Sophomore Tyson Earl Taylor, a 21-year-old business major from Boise, Idaho said he and his companions didn't celebrate the holiday. Instead they taught investigators the gospel like every other day that week.

However, Taylor said the strong family ties held by the people of Mendoza, Argentina taught him more about gratitude than he might have learned had he celebrated the holiday.

"I learned to have more gratitude in my life and appreciate my family and what I have here in the United States," Taylor said.

For his first Thanksgiving in Taipei, Taiwan, international relations major Todd Woodruff, a 21-year-old sophomore from Seattle, Wash., said he and his companions shared a turkey at the bishop's house and talked about American traditions.

"Even though they don't have a specific holiday, they do have their ways of showing gratitude, though it's different than maybe western terms," Woodruff said.

Instead, the people of Taiwan express their gratitude in everyday striving, he said. To them, words aren't enough. People must back their words with action.

"The fathers worked hard to provide educational opportunities for their kids and their kids worked hard at school to get good grades to show their parents how grateful they were for their opportunities."

Unfortunately the scarcity of words also works in reverse.

Woodruff said many of the children he served did not feel their parents loved them or appreciated them because the parents lacked the words to express their appreciation.
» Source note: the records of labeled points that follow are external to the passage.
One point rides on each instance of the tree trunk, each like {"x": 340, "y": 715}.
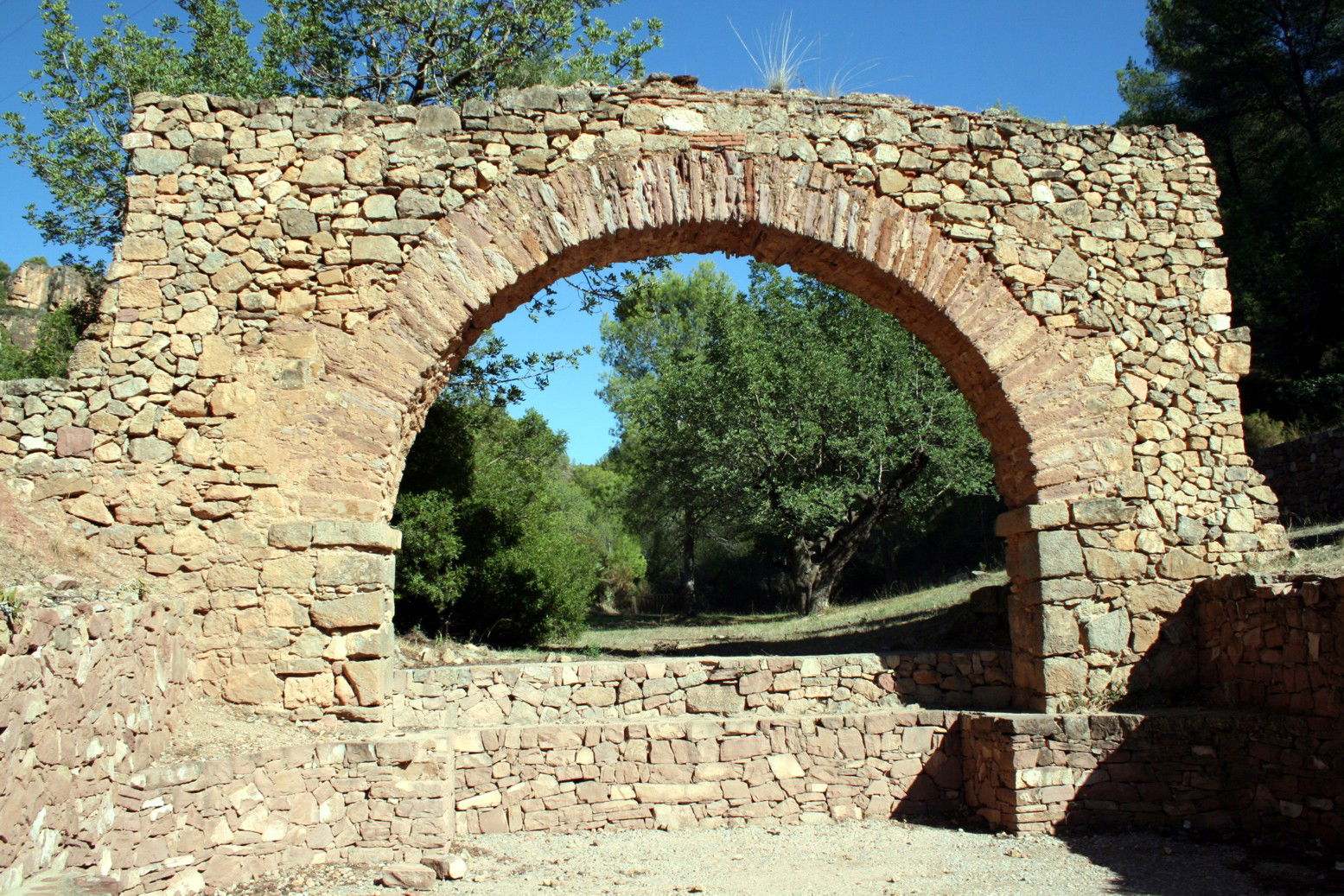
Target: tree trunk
{"x": 816, "y": 564}
{"x": 688, "y": 597}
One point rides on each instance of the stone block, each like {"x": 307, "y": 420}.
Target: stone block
{"x": 74, "y": 441}
{"x": 1179, "y": 563}
{"x": 293, "y": 537}
{"x": 714, "y": 699}
{"x": 252, "y": 685}
{"x": 356, "y": 535}
{"x": 1108, "y": 633}
{"x": 1101, "y": 512}
{"x": 1033, "y": 518}
{"x": 445, "y": 866}
{"x": 355, "y": 612}
{"x": 1061, "y": 630}
{"x": 370, "y": 680}
{"x": 295, "y": 573}
{"x": 1051, "y": 554}
{"x": 375, "y": 249}
{"x": 89, "y": 506}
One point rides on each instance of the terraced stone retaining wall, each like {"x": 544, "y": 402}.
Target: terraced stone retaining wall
{"x": 86, "y": 696}
{"x": 1274, "y": 645}
{"x": 707, "y": 772}
{"x": 1308, "y": 476}
{"x": 532, "y": 694}
{"x": 187, "y": 826}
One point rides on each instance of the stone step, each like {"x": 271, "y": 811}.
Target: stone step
{"x": 717, "y": 687}
{"x": 65, "y": 883}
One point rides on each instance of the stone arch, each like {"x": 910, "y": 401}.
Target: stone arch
{"x": 297, "y": 277}
{"x": 1029, "y": 387}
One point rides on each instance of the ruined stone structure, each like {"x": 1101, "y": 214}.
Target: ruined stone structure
{"x": 1308, "y": 476}
{"x": 298, "y": 277}
{"x": 89, "y": 692}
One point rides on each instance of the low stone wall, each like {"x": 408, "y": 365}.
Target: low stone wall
{"x": 1253, "y": 772}
{"x": 707, "y": 772}
{"x": 570, "y": 692}
{"x": 211, "y": 823}
{"x": 85, "y": 694}
{"x": 1307, "y": 474}
{"x": 1273, "y": 645}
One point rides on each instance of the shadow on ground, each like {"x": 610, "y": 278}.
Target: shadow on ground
{"x": 973, "y": 625}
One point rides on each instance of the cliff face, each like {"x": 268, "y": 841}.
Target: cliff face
{"x": 35, "y": 290}
{"x": 43, "y": 289}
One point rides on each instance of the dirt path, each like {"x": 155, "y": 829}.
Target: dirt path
{"x": 850, "y": 859}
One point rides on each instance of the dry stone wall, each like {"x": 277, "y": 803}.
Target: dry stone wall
{"x": 545, "y": 694}
{"x": 1308, "y": 476}
{"x": 298, "y": 277}
{"x": 1274, "y": 645}
{"x": 707, "y": 772}
{"x": 86, "y": 695}
{"x": 1258, "y": 774}
{"x": 196, "y": 825}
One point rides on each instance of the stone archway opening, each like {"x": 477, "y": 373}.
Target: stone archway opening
{"x": 1031, "y": 397}
{"x": 298, "y": 276}
{"x": 964, "y": 554}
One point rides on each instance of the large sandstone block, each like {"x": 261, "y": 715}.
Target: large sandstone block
{"x": 355, "y": 612}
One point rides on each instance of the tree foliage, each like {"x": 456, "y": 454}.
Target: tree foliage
{"x": 794, "y": 414}
{"x": 85, "y": 87}
{"x": 50, "y": 353}
{"x": 418, "y": 51}
{"x": 501, "y": 540}
{"x": 1262, "y": 84}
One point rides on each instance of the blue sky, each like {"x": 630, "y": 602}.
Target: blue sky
{"x": 1053, "y": 60}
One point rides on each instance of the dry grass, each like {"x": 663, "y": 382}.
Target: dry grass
{"x": 840, "y": 629}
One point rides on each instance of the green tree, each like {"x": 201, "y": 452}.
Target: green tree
{"x": 419, "y": 51}
{"x": 796, "y": 414}
{"x": 494, "y": 528}
{"x": 50, "y": 353}
{"x": 85, "y": 92}
{"x": 1262, "y": 84}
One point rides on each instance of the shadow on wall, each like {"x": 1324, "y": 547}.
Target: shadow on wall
{"x": 1233, "y": 728}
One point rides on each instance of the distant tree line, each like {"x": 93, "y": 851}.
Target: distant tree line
{"x": 776, "y": 450}
{"x": 1262, "y": 84}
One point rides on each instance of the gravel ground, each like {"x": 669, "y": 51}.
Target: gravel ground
{"x": 850, "y": 859}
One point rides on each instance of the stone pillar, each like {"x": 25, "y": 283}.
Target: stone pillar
{"x": 322, "y": 639}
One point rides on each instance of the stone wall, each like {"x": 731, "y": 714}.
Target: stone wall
{"x": 298, "y": 277}
{"x": 707, "y": 772}
{"x": 532, "y": 694}
{"x": 41, "y": 288}
{"x": 1259, "y": 774}
{"x": 1308, "y": 476}
{"x": 86, "y": 692}
{"x": 187, "y": 826}
{"x": 1273, "y": 645}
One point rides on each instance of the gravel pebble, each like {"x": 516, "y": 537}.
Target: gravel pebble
{"x": 850, "y": 859}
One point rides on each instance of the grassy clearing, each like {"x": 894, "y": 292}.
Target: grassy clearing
{"x": 1317, "y": 549}
{"x": 901, "y": 621}
{"x": 932, "y": 618}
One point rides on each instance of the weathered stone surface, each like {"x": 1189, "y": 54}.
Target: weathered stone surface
{"x": 406, "y": 876}
{"x": 355, "y": 612}
{"x": 297, "y": 273}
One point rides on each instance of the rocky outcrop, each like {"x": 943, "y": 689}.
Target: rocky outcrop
{"x": 35, "y": 289}
{"x": 45, "y": 289}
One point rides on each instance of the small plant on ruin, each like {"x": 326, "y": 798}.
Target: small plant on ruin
{"x": 779, "y": 55}
{"x": 11, "y": 605}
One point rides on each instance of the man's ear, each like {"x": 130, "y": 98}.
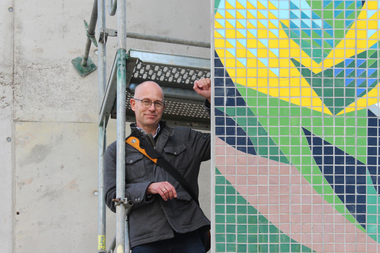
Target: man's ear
{"x": 133, "y": 104}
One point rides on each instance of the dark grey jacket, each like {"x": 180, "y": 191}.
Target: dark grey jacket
{"x": 153, "y": 219}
"I think that actually goes to show the importance of physically saying, 'I'm grateful for what you do. Thank you for what you do,'" Woodruff said.
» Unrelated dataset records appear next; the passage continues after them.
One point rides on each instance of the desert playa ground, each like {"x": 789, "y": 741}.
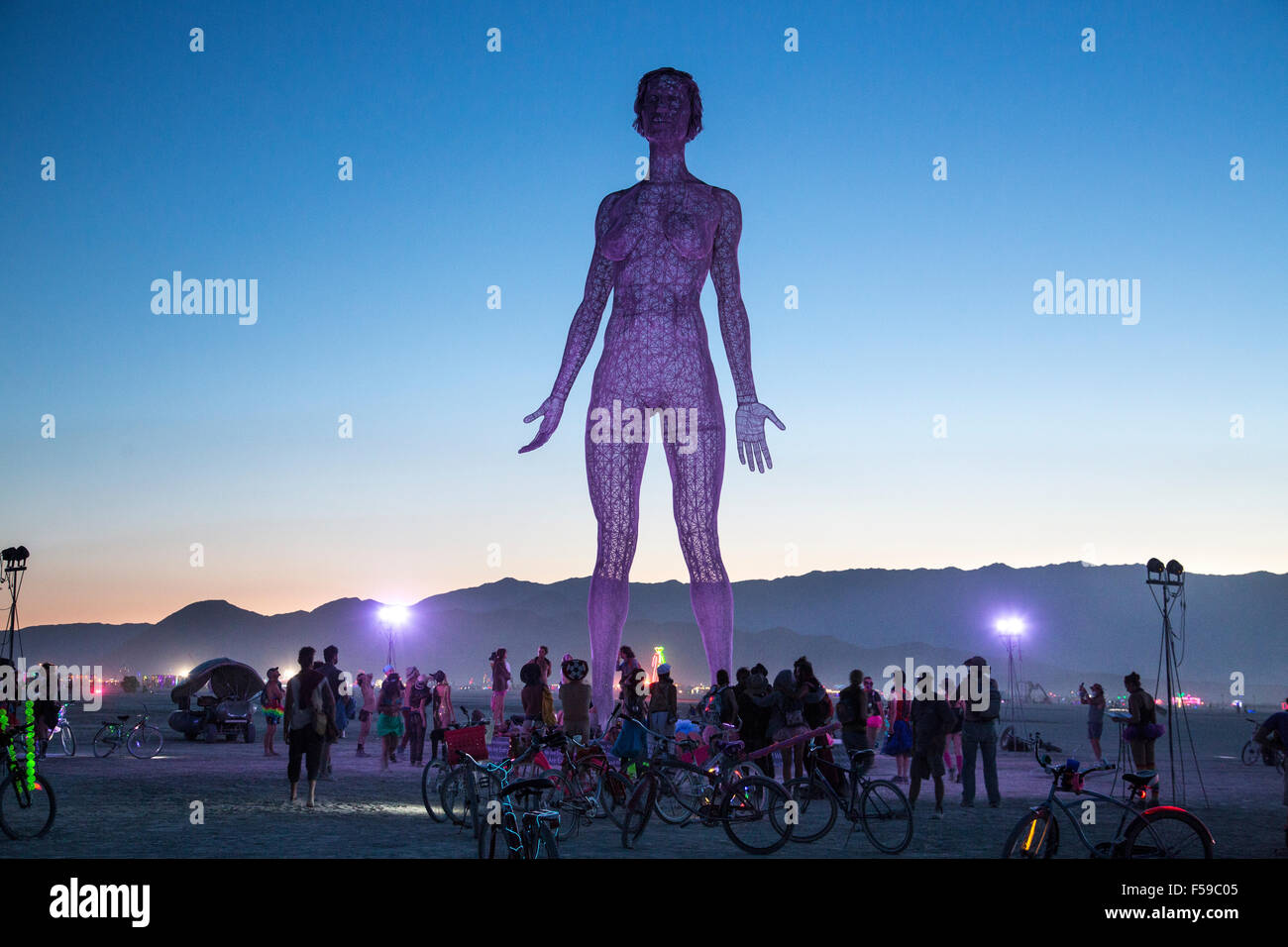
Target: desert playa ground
{"x": 123, "y": 806}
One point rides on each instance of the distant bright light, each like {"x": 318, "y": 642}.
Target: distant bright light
{"x": 1010, "y": 626}
{"x": 393, "y": 615}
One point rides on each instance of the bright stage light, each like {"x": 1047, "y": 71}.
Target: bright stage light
{"x": 393, "y": 615}
{"x": 1010, "y": 626}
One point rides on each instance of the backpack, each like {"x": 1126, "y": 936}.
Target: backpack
{"x": 845, "y": 711}
{"x": 712, "y": 705}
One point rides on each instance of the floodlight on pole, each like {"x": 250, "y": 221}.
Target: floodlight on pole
{"x": 393, "y": 617}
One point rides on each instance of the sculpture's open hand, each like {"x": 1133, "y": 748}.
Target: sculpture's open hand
{"x": 750, "y": 431}
{"x": 549, "y": 412}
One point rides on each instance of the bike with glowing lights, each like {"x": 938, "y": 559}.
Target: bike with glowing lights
{"x": 1153, "y": 831}
{"x": 27, "y": 805}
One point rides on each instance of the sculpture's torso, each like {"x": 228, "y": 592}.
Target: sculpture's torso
{"x": 660, "y": 236}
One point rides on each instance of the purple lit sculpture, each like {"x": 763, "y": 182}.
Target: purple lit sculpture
{"x": 655, "y": 244}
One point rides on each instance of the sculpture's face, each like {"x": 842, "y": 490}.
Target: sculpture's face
{"x": 665, "y": 114}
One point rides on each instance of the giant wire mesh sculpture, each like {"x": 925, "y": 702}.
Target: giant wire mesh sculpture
{"x": 655, "y": 245}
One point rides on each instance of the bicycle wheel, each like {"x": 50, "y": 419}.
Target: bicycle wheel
{"x": 885, "y": 815}
{"x": 612, "y": 789}
{"x": 1037, "y": 835}
{"x": 492, "y": 843}
{"x": 145, "y": 742}
{"x": 815, "y": 809}
{"x": 430, "y": 789}
{"x": 548, "y": 847}
{"x": 566, "y": 797}
{"x": 755, "y": 814}
{"x": 1166, "y": 832}
{"x": 26, "y": 813}
{"x": 452, "y": 795}
{"x": 106, "y": 741}
{"x": 639, "y": 808}
{"x": 679, "y": 793}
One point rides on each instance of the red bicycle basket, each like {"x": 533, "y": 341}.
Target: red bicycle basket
{"x": 472, "y": 740}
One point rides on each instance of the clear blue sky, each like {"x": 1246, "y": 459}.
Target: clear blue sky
{"x": 1068, "y": 436}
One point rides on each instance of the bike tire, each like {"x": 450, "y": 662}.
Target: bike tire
{"x": 452, "y": 793}
{"x": 430, "y": 789}
{"x": 815, "y": 808}
{"x": 639, "y": 808}
{"x": 754, "y": 814}
{"x": 1185, "y": 835}
{"x": 549, "y": 844}
{"x": 104, "y": 744}
{"x": 145, "y": 742}
{"x": 883, "y": 804}
{"x": 679, "y": 793}
{"x": 24, "y": 812}
{"x": 612, "y": 789}
{"x": 1035, "y": 835}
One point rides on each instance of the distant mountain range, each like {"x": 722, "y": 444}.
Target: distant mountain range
{"x": 1083, "y": 622}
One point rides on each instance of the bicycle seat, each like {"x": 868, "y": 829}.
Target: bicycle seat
{"x": 526, "y": 787}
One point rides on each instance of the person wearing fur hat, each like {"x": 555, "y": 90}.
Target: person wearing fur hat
{"x": 575, "y": 698}
{"x": 662, "y": 703}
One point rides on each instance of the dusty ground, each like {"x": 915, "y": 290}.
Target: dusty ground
{"x": 127, "y": 806}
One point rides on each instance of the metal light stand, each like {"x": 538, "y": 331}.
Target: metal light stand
{"x": 14, "y": 566}
{"x": 1171, "y": 579}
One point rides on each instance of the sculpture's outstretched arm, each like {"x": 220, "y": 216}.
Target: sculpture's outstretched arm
{"x": 581, "y": 334}
{"x": 735, "y": 331}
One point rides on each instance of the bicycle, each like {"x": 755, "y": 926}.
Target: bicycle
{"x": 585, "y": 788}
{"x": 64, "y": 735}
{"x": 27, "y": 804}
{"x": 1158, "y": 831}
{"x": 1252, "y": 751}
{"x": 751, "y": 808}
{"x": 510, "y": 834}
{"x": 876, "y": 805}
{"x": 142, "y": 741}
{"x": 465, "y": 789}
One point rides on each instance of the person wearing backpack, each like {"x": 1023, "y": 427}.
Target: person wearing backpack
{"x": 309, "y": 712}
{"x": 979, "y": 738}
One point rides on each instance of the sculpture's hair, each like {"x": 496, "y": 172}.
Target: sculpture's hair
{"x": 695, "y": 99}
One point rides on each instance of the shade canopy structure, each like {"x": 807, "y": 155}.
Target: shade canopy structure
{"x": 227, "y": 680}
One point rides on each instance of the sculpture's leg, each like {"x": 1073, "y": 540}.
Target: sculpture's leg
{"x": 613, "y": 472}
{"x": 696, "y": 459}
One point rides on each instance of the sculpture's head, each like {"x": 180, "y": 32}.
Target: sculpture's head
{"x": 668, "y": 107}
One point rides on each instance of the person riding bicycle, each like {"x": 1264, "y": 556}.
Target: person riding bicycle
{"x": 1273, "y": 733}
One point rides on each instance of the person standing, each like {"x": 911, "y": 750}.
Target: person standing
{"x": 307, "y": 696}
{"x": 900, "y": 742}
{"x": 335, "y": 680}
{"x": 875, "y": 712}
{"x": 1095, "y": 702}
{"x": 662, "y": 703}
{"x": 420, "y": 699}
{"x": 389, "y": 723}
{"x": 273, "y": 710}
{"x": 953, "y": 741}
{"x": 575, "y": 698}
{"x": 445, "y": 715}
{"x": 851, "y": 710}
{"x": 500, "y": 684}
{"x": 979, "y": 738}
{"x": 931, "y": 719}
{"x": 1142, "y": 728}
{"x": 369, "y": 710}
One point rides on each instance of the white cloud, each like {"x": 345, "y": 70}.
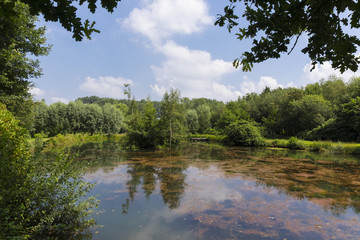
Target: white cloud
{"x": 59, "y": 99}
{"x": 249, "y": 86}
{"x": 194, "y": 72}
{"x": 105, "y": 86}
{"x": 160, "y": 19}
{"x": 37, "y": 92}
{"x": 324, "y": 71}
Daren Cole, 25, a senior from Preston Idaho studying agricultural business, said he and his companions didn't celebrate the holiday while he served in Sydney, Australia.

Cole did say he learned it's important to take a day to acknowledge how grateful he was since he didn't have the opportunity to celebrate Thanksgiving with the rest of the U.S. really take time out to reflect and ponder and remember a day to be grateful to set it aside for thankfulness.

"I have a million, billion lessons these people taught me," said Katie Shaha, 23, a senior from Honolulu, Hawaii majoring in recreation therapy. "I've been back a year and a couple of weeks and it still completely amazes me how much Christ can do for people."

Shaha said although she didn't celebrate the holiday with a turkey and stuffing, one of the greatest lessons of gratitude and simple thanksgiving came on a miserable day in November.

"It was raining outside," Shaha said. "In Paraguay, when it rains, the streets turn to mud and puddles. You're totally filthy the entire day, yet the families still took us in."

On this particular day Shaha said she and her companion had stopped by the home of a recently widowed mother of seven. Chairs borrowed for the wake still dotted the earthen floor of her home.

Although this family lived day to day, they mixed up and served the best they had for the sister missionaries and did so with a deep sense of joy.

"As I drank my burnt sugar and deep-fried flour, I was filled with absolute love and shame," Shaha said, reading from a journal entry recorded that November afternoon. "I'm trying to be poetic because this was one of the most beautiful scenes I've ever seen in my life. In this moment I never wanted to be selfish again. It was so cozy and beautiful. Here they were, with seven kids. They hardly have money for sugar or flour but they were totally piling them on for us."